There is some evidence that asthma in the elderly is under-diagnosed. Patients with known asthma comprise 5-9% of people over-65 . Many elderly patients appear to have new onset of asthma after a significant respiratory infection (e.g., common cold). In some cases, the elderly person may have had undiagnosed asthma as a child; in these cases, what seems to be new onset asthma is actually a recurrence.
 

Diagnosis

The basic approach to diagnosis is as outlined in section XX :
 
Asthma in the elderly can co-exist with other diseases that may mimic some asthma symptoms. Examples include chronic obstructive pulmonary disease (COPD) which includes chronic bronchitis and emphysema, congestive heart failure, lung cancer, upper airway obstruction, bronchiectasis and pulmonary edema.
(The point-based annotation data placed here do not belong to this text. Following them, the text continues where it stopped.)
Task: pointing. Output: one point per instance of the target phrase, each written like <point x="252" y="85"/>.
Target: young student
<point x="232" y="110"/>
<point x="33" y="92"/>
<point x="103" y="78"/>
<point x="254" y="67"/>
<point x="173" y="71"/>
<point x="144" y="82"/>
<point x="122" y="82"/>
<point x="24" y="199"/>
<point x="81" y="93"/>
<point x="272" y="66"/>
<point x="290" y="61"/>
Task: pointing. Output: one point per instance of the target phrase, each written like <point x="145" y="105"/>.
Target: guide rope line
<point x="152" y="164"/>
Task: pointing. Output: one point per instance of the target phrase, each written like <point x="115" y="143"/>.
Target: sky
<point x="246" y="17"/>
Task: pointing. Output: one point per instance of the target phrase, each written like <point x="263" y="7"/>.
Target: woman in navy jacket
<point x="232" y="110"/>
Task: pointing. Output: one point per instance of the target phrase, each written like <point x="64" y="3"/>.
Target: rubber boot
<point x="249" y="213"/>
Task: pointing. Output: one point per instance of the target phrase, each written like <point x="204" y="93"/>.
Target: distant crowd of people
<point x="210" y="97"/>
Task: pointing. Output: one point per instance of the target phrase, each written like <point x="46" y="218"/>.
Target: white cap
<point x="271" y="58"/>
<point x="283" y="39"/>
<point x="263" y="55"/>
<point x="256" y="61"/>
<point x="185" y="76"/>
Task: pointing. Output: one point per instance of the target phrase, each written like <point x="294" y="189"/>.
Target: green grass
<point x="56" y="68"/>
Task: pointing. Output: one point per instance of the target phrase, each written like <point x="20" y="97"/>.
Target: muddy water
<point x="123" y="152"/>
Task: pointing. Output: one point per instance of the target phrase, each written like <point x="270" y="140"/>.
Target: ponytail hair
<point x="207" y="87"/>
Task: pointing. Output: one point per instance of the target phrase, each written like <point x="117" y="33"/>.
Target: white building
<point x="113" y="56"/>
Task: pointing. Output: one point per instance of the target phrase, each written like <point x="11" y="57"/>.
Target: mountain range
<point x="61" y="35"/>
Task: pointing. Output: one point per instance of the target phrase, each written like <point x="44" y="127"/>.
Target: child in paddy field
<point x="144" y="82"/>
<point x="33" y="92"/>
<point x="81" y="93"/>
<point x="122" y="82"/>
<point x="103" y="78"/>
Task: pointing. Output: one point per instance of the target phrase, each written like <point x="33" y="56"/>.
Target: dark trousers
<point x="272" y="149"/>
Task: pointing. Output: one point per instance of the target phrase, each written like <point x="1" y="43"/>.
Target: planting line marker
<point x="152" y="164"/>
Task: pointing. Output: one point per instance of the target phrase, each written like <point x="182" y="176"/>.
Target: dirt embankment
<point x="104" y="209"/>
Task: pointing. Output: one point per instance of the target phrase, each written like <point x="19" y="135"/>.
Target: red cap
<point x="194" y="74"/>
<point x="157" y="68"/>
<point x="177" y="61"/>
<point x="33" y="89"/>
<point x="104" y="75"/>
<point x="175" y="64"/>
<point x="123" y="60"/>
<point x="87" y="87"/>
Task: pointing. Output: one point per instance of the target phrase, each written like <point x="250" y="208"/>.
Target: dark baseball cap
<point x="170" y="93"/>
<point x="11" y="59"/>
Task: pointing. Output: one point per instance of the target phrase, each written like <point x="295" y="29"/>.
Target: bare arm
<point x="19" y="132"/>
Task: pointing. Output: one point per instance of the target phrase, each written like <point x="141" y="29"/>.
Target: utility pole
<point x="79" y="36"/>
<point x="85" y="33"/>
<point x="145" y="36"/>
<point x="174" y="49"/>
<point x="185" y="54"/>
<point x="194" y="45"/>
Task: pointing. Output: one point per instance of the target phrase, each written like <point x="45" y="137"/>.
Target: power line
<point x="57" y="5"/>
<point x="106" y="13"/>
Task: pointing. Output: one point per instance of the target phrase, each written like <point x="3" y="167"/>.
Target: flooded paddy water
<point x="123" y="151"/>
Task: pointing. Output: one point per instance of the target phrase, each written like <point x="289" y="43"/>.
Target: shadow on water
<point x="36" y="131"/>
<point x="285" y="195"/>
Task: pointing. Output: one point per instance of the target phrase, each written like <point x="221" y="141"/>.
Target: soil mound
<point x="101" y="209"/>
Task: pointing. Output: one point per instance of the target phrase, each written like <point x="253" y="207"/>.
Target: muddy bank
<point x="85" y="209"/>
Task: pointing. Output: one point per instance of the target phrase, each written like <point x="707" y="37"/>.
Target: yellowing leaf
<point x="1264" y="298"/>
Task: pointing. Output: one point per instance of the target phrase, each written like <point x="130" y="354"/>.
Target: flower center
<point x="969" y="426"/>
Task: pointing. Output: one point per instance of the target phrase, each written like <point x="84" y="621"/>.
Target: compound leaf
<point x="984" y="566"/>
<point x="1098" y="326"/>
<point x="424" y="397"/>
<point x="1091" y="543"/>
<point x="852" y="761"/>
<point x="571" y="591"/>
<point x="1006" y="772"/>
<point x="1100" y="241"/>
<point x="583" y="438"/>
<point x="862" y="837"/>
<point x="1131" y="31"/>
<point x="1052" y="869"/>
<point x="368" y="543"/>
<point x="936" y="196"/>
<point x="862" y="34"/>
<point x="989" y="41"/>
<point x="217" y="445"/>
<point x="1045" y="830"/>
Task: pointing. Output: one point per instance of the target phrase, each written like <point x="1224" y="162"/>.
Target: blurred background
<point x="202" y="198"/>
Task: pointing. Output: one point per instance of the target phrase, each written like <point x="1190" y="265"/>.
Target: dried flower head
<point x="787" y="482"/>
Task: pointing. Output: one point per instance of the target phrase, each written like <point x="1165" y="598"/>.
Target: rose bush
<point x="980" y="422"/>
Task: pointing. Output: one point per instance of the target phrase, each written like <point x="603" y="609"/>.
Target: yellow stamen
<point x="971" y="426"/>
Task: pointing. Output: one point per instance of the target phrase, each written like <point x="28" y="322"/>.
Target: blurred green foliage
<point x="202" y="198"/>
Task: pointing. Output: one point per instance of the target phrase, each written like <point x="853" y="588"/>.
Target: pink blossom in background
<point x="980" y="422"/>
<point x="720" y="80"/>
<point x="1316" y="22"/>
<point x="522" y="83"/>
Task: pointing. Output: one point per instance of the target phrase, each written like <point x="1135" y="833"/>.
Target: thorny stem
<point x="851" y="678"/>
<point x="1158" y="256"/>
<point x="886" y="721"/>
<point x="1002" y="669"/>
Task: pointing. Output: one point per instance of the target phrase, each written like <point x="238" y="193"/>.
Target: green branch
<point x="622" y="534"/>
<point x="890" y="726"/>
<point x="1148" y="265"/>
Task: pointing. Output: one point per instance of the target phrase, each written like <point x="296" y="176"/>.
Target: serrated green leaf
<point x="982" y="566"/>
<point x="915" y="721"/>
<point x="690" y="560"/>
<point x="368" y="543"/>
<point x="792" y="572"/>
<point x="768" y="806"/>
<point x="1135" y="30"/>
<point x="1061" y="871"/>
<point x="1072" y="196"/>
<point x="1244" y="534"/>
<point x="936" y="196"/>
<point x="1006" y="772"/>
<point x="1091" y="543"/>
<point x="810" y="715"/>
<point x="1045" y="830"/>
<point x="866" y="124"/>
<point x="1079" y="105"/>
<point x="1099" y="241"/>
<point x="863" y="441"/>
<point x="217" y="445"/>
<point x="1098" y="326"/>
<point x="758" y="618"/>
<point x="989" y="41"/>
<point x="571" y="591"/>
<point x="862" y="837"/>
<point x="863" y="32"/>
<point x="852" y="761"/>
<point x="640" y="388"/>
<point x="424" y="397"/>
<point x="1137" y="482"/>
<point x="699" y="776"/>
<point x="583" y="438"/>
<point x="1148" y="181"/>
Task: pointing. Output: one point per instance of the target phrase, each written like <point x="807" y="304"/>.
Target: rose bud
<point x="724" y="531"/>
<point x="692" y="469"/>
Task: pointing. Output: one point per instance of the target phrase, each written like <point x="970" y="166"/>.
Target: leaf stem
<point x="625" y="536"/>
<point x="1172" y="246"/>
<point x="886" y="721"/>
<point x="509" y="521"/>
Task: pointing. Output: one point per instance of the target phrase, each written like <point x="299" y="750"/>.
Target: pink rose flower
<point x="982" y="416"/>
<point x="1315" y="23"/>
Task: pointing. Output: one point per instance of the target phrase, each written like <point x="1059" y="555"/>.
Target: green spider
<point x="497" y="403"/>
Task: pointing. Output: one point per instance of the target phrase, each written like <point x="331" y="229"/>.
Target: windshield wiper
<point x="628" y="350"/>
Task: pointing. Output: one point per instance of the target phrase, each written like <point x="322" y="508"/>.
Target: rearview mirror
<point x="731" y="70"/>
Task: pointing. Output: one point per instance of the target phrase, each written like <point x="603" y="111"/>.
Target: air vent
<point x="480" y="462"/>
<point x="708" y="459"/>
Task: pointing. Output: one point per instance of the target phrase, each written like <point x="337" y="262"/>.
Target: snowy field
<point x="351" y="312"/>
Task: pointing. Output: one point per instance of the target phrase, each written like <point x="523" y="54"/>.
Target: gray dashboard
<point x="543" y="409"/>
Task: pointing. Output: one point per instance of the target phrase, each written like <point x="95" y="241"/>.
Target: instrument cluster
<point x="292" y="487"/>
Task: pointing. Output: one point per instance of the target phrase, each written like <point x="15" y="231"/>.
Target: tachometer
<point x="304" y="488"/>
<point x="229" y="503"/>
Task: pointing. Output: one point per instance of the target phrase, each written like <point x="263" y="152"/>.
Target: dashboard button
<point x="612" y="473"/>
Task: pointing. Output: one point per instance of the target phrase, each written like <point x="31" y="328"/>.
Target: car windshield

All these can cause breathlessness, so the diagnosis of asthma can be masked.
 
Some elderly people have difficulty with lung function testing, either because they are generally frail or because their lung function is poor.
 
Sometimes elderly patients do not use metered dose inhalers very successfully. Their technique is better when using a breat- actuated device (e.g., Autohaler). Some may have inadequate inspiratory (taking an in breath) flow to use the dry powder inhalers. Others may prefer an MDI and spacer or a nebulizer, particularly when portability is not of concern. For patients of any age who have trouble with manual strength or dexterity, you may be able to obtain a Haleraid (for GlaxoSmithKline MDIs) or the Turbogrip (for the AstraZeneca Turbuhaler). These assistive devices are not generally available in the US, but your health cre provider may be able to obtain them through their pharmaceutical representative.